Chapter 32
Chapter Thirty-Two
Shae
I’m halfway through brushing on a second coat of lipstick—shade: Forgive Me, Father—when Blake’s voice cuts through the bathroom door.
“You seen Harper?”
“She’s probably outside crying into a potted fern,” I call back. “It’s her default setting when she’s not apologizing for things no one remembers.”
“The Watcher vanished,” Blake says the second I step out of the powder room.
“Not figuratively, not in that melodramatic offline for my mental health influencer way. Gone. Poof. Instagram, TikTok, YouTube—scrubbed. Even the podcast hosting site. Archives deleted. No redirect, no goodbye post, not even a be kind to yourself graphic.”
“What?” Shock flickers over my face before I catch it. “One minute they’re the voice in everyone’s ear telling them to watch me burn. The next minute… static?”
“And they left a parting gift.” His mouth tightens.
“Only Harper got it. Her phone pinged right when you were shaking hands with that big Hearth & Hands donor. I saw her read it from over your shoulder. Saw the color drain out of her like someone pulled the plug. Her eyes found mine. Then she pocketed the phone like it was a live grenade.”
“Shit.” I lean into the wall, cool plaster against heat. “I was wrong about her,” I say, and hate how quickly it comes. “I can’t make the same mistake twice.”

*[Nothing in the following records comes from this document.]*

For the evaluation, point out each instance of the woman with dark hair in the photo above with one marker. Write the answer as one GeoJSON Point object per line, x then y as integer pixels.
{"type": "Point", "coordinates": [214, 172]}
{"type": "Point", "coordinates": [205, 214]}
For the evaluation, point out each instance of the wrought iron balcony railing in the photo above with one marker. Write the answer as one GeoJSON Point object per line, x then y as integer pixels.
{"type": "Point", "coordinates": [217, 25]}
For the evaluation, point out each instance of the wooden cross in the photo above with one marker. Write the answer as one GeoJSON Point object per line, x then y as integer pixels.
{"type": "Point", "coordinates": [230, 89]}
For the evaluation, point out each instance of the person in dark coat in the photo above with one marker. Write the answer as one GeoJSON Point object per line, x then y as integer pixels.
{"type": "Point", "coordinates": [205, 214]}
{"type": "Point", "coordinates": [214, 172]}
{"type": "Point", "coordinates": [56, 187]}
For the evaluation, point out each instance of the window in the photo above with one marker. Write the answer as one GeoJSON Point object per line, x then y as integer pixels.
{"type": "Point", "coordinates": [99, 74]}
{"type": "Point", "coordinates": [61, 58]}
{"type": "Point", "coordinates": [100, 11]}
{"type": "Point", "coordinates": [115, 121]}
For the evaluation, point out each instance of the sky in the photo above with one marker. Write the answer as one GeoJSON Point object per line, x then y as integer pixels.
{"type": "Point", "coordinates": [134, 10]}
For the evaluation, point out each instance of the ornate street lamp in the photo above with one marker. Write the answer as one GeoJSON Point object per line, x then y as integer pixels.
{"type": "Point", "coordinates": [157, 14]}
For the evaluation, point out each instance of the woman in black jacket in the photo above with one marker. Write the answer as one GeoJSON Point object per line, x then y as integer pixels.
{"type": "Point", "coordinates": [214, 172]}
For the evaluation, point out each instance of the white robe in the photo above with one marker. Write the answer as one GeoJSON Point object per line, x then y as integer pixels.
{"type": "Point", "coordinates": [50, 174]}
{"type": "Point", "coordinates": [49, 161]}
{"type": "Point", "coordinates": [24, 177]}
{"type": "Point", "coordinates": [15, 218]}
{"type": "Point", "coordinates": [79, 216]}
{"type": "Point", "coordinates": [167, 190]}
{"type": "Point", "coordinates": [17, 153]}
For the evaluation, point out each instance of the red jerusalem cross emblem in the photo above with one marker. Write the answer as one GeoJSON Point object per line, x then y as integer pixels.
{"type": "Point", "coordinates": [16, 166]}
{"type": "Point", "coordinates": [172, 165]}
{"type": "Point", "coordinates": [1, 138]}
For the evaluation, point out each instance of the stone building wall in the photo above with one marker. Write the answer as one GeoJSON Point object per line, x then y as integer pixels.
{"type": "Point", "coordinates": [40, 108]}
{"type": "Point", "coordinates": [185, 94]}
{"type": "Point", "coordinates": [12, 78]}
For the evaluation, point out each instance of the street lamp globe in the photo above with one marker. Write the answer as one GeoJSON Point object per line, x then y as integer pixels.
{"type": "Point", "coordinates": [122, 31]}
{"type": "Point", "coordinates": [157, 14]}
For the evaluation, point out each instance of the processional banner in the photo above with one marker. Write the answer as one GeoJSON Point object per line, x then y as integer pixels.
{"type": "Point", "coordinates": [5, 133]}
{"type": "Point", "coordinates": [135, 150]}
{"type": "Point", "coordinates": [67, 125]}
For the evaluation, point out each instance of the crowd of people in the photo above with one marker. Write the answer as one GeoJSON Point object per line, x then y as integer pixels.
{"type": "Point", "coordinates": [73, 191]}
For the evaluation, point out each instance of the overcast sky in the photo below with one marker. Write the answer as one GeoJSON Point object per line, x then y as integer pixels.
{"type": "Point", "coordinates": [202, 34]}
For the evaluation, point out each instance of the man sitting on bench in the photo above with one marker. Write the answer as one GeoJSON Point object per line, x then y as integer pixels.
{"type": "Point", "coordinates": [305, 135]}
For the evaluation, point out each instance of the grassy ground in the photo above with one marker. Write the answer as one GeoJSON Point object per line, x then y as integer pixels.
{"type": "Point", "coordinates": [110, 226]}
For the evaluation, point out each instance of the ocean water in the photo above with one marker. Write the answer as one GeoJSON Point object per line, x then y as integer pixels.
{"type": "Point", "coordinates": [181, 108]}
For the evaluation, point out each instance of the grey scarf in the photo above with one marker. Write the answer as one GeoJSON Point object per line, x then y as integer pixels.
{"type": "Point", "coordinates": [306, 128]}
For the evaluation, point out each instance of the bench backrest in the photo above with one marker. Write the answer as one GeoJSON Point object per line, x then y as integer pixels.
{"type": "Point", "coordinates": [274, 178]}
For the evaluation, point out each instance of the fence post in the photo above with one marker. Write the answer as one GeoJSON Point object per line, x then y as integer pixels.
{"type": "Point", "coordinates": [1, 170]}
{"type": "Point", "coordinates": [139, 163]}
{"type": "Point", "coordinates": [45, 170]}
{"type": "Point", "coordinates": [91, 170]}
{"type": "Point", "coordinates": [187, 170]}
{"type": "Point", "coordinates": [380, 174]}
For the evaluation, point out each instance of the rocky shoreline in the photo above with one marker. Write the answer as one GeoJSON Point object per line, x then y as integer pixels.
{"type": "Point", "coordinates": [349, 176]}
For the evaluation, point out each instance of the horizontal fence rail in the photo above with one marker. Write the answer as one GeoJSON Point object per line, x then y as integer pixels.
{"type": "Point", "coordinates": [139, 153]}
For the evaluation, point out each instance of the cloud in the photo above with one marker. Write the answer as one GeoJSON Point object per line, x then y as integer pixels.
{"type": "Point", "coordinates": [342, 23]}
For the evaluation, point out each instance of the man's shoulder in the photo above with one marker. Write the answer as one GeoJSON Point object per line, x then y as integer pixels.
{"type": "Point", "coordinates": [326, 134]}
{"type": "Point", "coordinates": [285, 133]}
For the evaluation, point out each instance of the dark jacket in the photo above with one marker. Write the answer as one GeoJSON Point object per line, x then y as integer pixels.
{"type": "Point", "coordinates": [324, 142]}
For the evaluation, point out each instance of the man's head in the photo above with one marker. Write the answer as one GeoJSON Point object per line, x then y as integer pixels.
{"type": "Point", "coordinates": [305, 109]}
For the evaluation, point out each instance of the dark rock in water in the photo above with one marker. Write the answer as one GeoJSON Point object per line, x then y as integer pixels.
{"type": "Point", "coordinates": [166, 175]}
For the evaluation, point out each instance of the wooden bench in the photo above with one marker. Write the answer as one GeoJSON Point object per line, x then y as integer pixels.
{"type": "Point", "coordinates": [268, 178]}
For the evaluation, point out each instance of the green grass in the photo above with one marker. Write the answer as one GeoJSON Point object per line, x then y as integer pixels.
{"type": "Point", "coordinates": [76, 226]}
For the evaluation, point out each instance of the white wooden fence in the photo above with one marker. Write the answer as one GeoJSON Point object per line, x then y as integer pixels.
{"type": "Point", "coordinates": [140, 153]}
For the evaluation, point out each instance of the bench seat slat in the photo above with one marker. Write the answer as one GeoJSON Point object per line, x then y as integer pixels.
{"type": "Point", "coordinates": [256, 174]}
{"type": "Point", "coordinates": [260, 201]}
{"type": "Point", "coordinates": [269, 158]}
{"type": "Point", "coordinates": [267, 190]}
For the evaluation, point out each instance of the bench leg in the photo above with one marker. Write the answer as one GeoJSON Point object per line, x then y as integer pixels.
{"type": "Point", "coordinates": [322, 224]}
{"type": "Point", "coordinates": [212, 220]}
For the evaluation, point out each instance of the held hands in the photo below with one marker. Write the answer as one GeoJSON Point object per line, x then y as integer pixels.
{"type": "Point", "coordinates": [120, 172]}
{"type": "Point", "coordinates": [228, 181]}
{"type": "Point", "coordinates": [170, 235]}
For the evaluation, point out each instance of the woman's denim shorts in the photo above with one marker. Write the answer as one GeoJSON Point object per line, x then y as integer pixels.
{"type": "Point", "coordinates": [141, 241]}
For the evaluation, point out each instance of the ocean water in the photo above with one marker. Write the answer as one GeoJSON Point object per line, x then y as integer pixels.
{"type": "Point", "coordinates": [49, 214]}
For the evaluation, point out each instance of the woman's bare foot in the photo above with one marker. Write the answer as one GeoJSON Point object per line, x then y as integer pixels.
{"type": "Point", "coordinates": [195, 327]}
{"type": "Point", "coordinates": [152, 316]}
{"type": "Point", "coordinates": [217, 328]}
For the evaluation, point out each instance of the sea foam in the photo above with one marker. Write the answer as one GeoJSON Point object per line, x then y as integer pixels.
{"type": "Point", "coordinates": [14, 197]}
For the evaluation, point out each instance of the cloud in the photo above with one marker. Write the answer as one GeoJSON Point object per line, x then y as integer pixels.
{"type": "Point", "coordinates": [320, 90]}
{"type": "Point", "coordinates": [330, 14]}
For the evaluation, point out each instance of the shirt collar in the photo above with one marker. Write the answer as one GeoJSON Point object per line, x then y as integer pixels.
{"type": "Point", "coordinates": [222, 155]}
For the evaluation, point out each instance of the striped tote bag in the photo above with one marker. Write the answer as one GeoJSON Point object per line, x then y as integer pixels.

My mind runs its old routes—Bishop, the pivot, the betrayal. Then the new one: Blake. The hours. The access. The way he’s always there with a lens and a reason. My stomach tries to turn it into panic. I don’t let it.
I push past him down the hallway. He watches me like I’m both his masterpiece and his mess.
Blake doesn’t care about redemption. He cares about footage.
He films me like he’s afraid I’ll disappear if he blinks, and I appreciate the simplicity of that.
He doesn’t ask me to be good. He asks me to be interesting.
“You look—”
“Don’t say radiant.” I head for the side door. “Radiant is code for you’re about to lose your shit in public.”
He follows. Long strides. He catches my arm before I can step into the parking lot. “Hey. We can fix this.”
“Can we?” I ask. “Because the one person keeping me relevant through outrage culture just ghosted the entire internet. And now they’re whispering in Harper’s ear like they’re auditioning for her conscience.”
Blake blinks. “This may not be an issue like you think—”
I shake my head. “Oh, it is. She didn’t tell me. Which means it’s bad. Which means she’s hiding something.”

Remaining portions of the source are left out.